AVERTISSEMENT
Après
avoir décimé quatre milliards d'êtres humains, les
guerres politiques se sont finalement terminées en l'an 2070. Parmi
les survivants, ceux qui parlaient le français et qui vivaient en
Amérique résolurent de s'unir pour fonder un nouveau pays,
dont les valeurs seraient essentiellement différentes de celles
de leurs ancêtres qui avaient fini par s'entre-tuer. Ils décidèrent
que la Révolution française était la principale erreur
de l'Histoire, et érigèrent leur nouveau pays sur les préceptes
de l'époque d'avant la révolution.
La
seule bonne idée de la Révolution française avait
été de changer le nom des mois de l'année. Les fondateurs
de la colonie firent de même en rebaptisant les mois selon le calendrier
républicain. Le fondateur du nouvel état, qui se nommait
Chérubin premier, fut sacré Roi le 10 Brumaire. Il tint sa
cour à Montréal, capitale de l'état naissant. Il s'occupa
ensuite de donner des lois érotiques au pays, car il était
le chef incontesté de l 'érotocratie (gouvernement par l'érotisme).
Le
texte qui suit fut retrouvé quelques centaines d'années plus
tard. C'est l'oeuvre d'un peintre de l'époque, nommé Gustave
Loranger. On n'a jamais pu retrouver ses toiles, qui doivent orner le fond
des bordels et des maisons closes. Son journal, cependant, mérite
qu'on s'y attarde, car il contient beaucoup d'informations sur la manière
dont la vie se déroulait à l'époque de l'érotocratie.
Nous
avions fait les cent coups, mais la noblesse nous avait redressé
en nous inculquant les bonnes manières. Il n'est pas besoin d'affirmer
que nous étions tous titrés, de haut rang, et nantis des
meilleurs avantages. Nous possédions également des passions
impétueuses, une ambition démesurée et un amour de
la supériorité; rien au monde n'aurait pu nous changer. Quant
à nos canons, ils consistaient à séduire. L'idée
du plaisir était tout ce qui nous occupait.
En 2192, il y eut
une guerre civile entre les dignitaires dévôts et les nobles
libertins, dont nous faisions bien sûr parti.
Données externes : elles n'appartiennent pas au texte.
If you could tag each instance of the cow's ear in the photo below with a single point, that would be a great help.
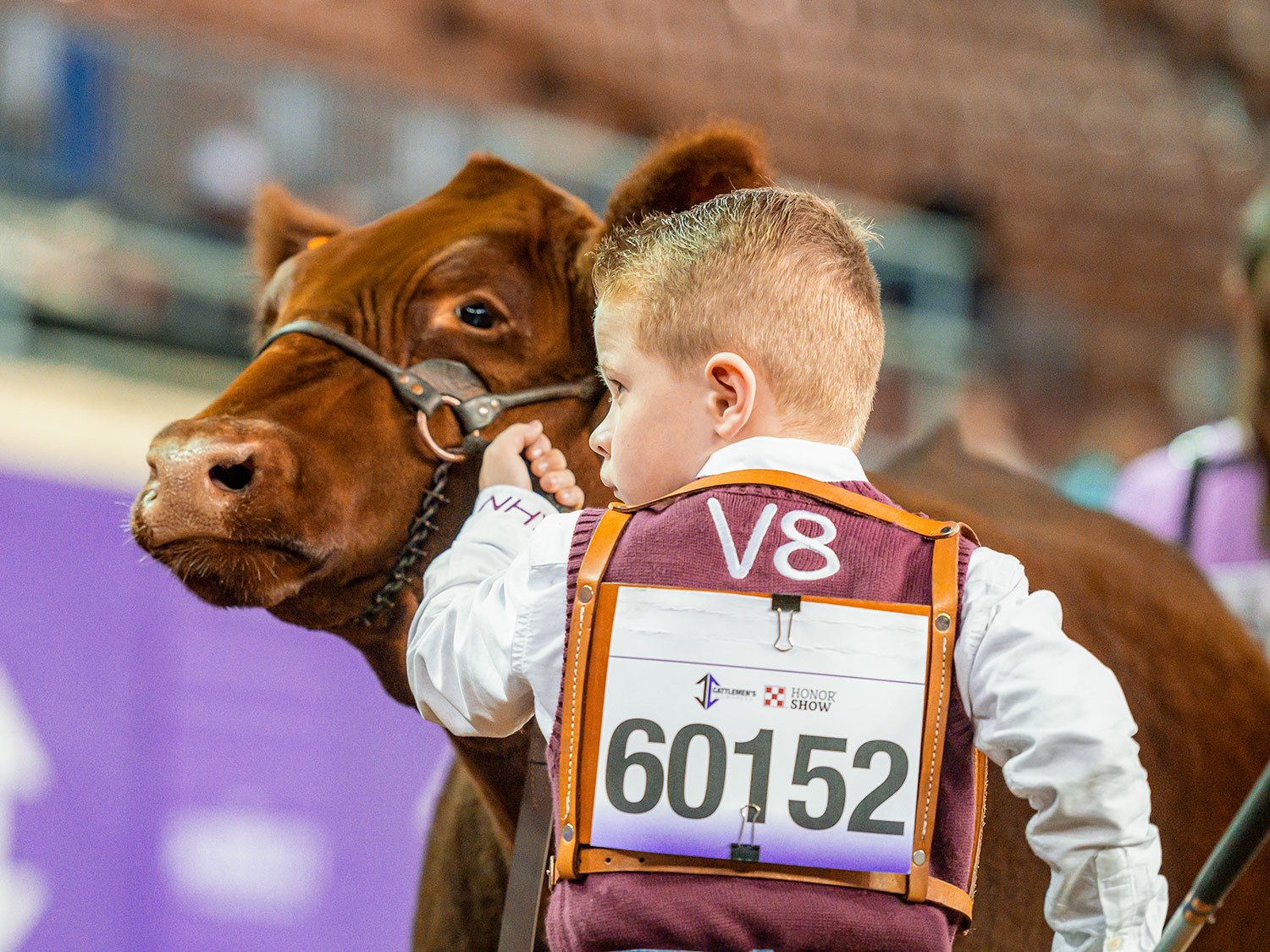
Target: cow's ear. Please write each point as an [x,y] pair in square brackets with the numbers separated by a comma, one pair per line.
[282,226]
[688,168]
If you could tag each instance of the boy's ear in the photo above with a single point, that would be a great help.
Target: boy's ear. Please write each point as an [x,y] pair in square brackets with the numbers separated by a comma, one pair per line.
[281,226]
[688,168]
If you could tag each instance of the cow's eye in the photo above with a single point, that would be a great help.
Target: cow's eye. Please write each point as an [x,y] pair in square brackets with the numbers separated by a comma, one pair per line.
[475,315]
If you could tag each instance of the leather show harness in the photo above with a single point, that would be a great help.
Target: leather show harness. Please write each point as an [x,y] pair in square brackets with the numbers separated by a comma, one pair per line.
[426,388]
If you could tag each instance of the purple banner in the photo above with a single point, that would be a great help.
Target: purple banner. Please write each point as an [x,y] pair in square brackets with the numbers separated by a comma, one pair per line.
[180,777]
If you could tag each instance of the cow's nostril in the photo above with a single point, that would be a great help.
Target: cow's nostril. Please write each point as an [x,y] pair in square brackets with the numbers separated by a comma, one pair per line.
[233,477]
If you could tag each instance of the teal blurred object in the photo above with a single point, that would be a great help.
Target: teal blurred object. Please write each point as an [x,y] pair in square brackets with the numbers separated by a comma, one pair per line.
[1089,479]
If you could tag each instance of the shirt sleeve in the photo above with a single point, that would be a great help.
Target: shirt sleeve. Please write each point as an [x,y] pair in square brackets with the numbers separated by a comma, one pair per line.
[1056,721]
[465,647]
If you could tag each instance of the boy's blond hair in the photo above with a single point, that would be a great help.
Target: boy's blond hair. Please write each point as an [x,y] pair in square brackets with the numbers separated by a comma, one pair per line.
[775,276]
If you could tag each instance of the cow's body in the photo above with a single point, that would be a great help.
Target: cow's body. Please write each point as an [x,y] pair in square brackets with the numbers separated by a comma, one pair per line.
[294,490]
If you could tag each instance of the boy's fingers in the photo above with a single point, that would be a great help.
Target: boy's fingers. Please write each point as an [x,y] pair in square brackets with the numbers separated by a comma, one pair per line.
[553,459]
[538,447]
[556,480]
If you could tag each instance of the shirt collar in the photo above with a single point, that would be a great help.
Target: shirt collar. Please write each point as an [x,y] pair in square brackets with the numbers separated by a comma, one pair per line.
[827,462]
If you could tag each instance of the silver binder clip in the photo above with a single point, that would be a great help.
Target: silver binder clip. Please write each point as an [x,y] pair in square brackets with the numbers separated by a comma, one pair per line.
[785,606]
[747,852]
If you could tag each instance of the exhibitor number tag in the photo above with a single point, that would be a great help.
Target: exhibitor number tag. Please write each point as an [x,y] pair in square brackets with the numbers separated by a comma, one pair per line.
[813,751]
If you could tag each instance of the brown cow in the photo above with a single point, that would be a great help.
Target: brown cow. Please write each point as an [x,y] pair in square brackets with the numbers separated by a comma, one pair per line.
[294,489]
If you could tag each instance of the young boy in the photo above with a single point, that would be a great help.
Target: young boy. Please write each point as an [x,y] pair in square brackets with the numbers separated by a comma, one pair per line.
[746,335]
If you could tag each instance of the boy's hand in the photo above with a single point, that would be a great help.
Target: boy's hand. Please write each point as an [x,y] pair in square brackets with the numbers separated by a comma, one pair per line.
[505,464]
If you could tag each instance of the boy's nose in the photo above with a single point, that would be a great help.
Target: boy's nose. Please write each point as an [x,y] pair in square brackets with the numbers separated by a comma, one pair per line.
[599,441]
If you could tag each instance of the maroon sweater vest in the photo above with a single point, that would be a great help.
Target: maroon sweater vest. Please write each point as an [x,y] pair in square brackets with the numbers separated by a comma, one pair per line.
[676,545]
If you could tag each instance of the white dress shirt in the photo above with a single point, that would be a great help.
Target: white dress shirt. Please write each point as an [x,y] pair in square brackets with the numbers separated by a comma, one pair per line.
[487,647]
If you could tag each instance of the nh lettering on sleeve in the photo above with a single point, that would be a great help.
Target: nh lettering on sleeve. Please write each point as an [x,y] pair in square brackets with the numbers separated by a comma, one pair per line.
[508,505]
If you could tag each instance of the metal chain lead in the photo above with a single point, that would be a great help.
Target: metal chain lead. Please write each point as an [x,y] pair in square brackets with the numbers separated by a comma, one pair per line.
[411,551]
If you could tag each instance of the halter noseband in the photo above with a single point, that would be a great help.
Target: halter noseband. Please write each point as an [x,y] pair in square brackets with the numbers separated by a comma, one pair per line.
[427,386]
[436,382]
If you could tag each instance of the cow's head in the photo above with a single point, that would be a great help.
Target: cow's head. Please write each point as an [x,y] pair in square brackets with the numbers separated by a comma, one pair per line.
[295,489]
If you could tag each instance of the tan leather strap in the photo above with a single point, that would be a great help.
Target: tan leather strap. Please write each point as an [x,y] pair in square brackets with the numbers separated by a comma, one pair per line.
[825,492]
[599,860]
[589,574]
[942,634]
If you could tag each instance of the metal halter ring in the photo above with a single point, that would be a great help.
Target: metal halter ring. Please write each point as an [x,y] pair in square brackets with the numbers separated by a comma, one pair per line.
[450,456]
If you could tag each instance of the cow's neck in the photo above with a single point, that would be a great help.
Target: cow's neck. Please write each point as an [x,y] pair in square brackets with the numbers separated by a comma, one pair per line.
[384,641]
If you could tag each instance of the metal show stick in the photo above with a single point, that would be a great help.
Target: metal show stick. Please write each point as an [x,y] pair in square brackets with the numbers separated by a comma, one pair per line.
[1241,842]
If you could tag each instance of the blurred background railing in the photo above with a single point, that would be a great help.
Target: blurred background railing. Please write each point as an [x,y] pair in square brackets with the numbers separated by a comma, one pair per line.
[1057,184]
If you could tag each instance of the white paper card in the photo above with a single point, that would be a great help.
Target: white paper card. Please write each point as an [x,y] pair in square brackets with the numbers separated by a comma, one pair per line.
[703,716]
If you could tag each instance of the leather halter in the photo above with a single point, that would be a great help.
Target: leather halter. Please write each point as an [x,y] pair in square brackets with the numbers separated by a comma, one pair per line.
[436,382]
[427,386]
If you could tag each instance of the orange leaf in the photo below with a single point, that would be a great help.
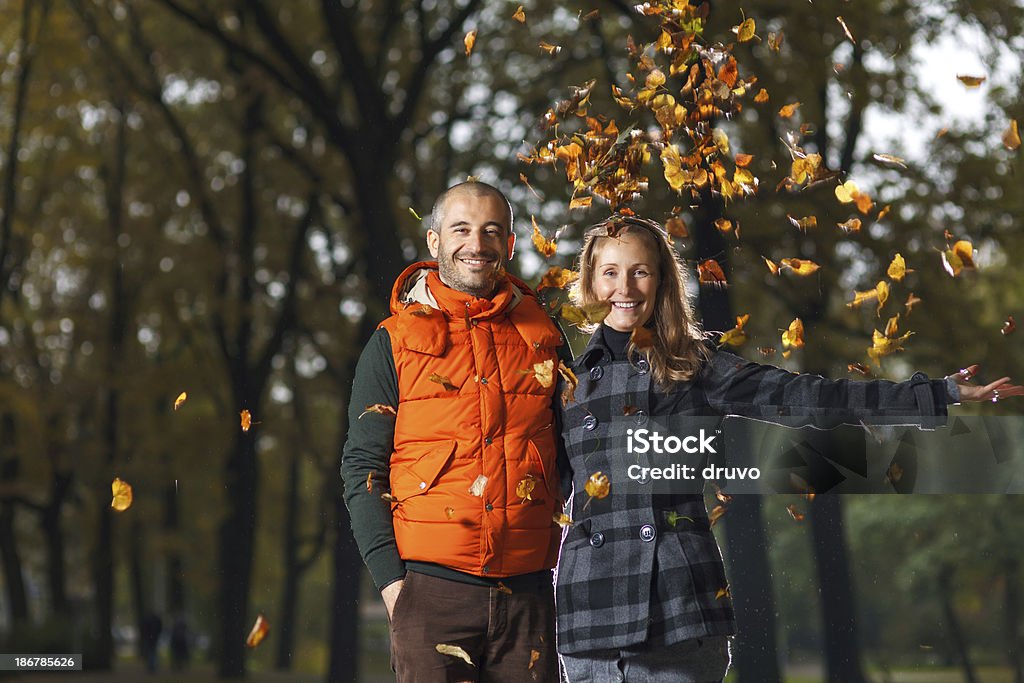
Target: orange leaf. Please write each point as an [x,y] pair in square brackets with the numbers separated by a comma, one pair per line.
[788,110]
[259,631]
[379,409]
[1012,137]
[598,485]
[443,381]
[710,272]
[971,81]
[122,495]
[524,489]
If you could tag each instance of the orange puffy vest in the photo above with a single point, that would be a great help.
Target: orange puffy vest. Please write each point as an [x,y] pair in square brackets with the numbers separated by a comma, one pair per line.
[473,470]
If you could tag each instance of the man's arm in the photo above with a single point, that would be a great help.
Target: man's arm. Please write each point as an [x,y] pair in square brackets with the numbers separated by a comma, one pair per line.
[366,460]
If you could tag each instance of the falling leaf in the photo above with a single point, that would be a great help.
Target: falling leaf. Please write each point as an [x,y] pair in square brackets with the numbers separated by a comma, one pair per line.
[716,514]
[800,266]
[476,488]
[960,256]
[379,409]
[794,336]
[557,278]
[710,272]
[858,368]
[897,269]
[122,495]
[744,31]
[735,337]
[544,246]
[568,393]
[524,489]
[259,631]
[971,81]
[581,203]
[563,520]
[805,223]
[788,110]
[889,160]
[1012,137]
[591,313]
[846,30]
[598,485]
[443,381]
[676,226]
[455,651]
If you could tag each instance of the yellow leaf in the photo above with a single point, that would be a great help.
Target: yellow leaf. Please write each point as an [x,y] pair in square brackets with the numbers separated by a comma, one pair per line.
[455,651]
[122,495]
[745,31]
[598,485]
[1012,137]
[259,631]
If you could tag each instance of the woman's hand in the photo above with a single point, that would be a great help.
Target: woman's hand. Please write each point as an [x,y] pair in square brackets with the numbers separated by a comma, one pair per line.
[995,391]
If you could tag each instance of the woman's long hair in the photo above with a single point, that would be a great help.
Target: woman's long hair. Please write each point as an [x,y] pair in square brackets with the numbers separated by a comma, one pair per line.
[679,349]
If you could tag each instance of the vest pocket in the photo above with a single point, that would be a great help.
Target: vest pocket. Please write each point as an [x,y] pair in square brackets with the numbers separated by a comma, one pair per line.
[419,468]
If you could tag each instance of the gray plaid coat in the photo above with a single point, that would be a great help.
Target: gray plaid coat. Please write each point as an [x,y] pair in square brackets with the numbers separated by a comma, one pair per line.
[640,567]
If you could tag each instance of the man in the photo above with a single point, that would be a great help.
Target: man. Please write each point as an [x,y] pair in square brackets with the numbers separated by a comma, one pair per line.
[453,494]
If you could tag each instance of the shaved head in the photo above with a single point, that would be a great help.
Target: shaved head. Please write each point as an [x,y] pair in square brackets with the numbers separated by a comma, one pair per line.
[473,188]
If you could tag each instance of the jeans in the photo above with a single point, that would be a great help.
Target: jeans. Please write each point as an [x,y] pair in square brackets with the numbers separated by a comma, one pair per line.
[697,660]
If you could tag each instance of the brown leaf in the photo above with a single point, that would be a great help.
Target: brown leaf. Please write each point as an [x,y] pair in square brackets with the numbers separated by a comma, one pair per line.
[379,409]
[443,381]
[122,495]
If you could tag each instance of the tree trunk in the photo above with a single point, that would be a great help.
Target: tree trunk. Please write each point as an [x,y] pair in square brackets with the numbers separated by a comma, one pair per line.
[956,638]
[290,592]
[838,605]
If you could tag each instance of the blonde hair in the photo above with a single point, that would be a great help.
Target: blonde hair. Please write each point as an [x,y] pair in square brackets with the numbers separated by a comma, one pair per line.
[679,349]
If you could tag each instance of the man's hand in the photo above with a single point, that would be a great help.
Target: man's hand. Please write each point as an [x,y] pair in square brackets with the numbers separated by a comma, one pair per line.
[390,595]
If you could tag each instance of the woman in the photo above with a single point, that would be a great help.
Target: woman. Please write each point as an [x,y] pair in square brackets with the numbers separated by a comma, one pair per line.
[641,589]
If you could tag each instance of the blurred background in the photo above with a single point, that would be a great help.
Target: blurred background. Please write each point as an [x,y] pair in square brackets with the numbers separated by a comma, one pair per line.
[214,198]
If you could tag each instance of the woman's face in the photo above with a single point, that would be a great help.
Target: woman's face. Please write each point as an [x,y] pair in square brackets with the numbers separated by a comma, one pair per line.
[626,275]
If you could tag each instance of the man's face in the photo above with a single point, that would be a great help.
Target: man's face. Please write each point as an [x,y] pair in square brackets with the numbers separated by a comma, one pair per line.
[474,243]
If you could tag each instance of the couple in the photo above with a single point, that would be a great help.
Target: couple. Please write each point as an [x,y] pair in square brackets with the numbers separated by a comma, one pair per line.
[454,495]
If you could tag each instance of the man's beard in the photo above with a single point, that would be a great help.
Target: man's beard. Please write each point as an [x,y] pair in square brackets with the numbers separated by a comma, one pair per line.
[481,285]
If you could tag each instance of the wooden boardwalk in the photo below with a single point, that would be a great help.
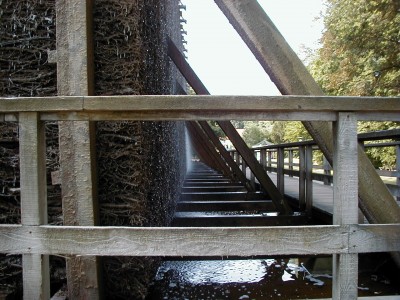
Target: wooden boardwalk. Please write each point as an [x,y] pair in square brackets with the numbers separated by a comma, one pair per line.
[322,194]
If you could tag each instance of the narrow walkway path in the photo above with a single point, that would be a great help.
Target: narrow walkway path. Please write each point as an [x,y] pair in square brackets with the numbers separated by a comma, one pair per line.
[210,199]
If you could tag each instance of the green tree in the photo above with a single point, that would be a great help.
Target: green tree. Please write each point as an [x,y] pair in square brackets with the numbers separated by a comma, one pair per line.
[360,56]
[361,48]
[254,134]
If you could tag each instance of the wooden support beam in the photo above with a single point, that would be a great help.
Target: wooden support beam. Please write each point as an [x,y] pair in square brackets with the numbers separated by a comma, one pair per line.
[75,77]
[218,158]
[292,78]
[264,180]
[258,171]
[237,173]
[204,153]
[345,202]
[170,241]
[35,267]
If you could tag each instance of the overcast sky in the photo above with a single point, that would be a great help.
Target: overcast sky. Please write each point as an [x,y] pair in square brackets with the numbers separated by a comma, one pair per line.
[221,59]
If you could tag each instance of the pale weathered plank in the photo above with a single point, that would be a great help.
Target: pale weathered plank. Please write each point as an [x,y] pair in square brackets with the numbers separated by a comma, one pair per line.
[75,77]
[362,105]
[345,202]
[174,241]
[369,238]
[181,241]
[36,273]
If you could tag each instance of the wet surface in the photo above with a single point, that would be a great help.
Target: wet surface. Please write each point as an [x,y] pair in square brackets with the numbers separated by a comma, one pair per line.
[256,279]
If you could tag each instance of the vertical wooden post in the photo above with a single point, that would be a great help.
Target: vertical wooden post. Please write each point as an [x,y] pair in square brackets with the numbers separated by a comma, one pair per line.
[345,202]
[269,160]
[36,273]
[309,185]
[290,161]
[77,139]
[263,158]
[302,178]
[327,170]
[398,171]
[280,172]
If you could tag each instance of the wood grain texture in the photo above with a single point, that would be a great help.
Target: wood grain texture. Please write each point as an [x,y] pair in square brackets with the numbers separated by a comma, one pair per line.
[173,241]
[199,102]
[36,272]
[345,202]
[345,175]
[75,77]
[345,271]
[383,238]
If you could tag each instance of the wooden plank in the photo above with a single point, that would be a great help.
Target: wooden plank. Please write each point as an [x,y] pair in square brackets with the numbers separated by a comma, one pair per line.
[206,153]
[218,103]
[239,144]
[291,77]
[262,177]
[36,272]
[160,241]
[238,174]
[302,178]
[75,77]
[280,175]
[308,178]
[370,238]
[345,200]
[345,178]
[174,241]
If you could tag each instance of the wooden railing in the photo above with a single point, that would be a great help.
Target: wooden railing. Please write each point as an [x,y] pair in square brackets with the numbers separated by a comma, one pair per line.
[297,159]
[35,240]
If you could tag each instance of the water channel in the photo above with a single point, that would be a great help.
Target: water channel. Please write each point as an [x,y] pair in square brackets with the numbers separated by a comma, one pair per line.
[294,278]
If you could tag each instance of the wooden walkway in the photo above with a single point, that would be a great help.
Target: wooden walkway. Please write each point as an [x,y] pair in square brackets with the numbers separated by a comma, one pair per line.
[322,194]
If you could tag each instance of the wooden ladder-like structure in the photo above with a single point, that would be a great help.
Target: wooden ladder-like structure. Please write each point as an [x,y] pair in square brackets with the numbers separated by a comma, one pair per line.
[83,242]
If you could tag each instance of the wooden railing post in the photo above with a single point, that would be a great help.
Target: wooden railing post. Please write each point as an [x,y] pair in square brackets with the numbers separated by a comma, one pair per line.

On a eu tort de dire
que c'est à cause de nos tendances libertines, de nos politiques
archaïques, de nos lois esclavagistes que la guerre a eu lieu. Non,
c'était davantage une question de morale, de philosophie sexuelle.
Nous savions ce qui est important. Quoi qu'il en soit, à l'issue
de cette guerre sanglante, plusieurs des nôtres avaient péri.
Parmi ceux-ci se trouvaient l'archiduc de Belletête, ainsi que mon
père, l'excellent Guillaume de Loranger, qui laissa toute sa fortune
à mon frère aîné. Ce dernier nous prit, mes
soeurs et moi, sous sa protection chez lui, dans un agréable logement
de la rue de Bullion.
Avec la grâce
de Dieu, notre roi Alphonse premier fut victorieux sur Hunt, le chef des
dignitaires ascètes. Le perdant fut contrait de s'exiler en Normandie,
promettant de revenir. Les tumultes de la guerre finis, notre Roi imposa
l'érotocratie et les nobles purent exercer leurs penchants en toute
tranquilité, sans qu'on ne les importune en leur parlant de morale
et de lois légitimes.
La vie était
douce. On n'avait qu'à dire à une femme qu'elle était
jolie, et assurément elle nous récompensait par ses faveurs.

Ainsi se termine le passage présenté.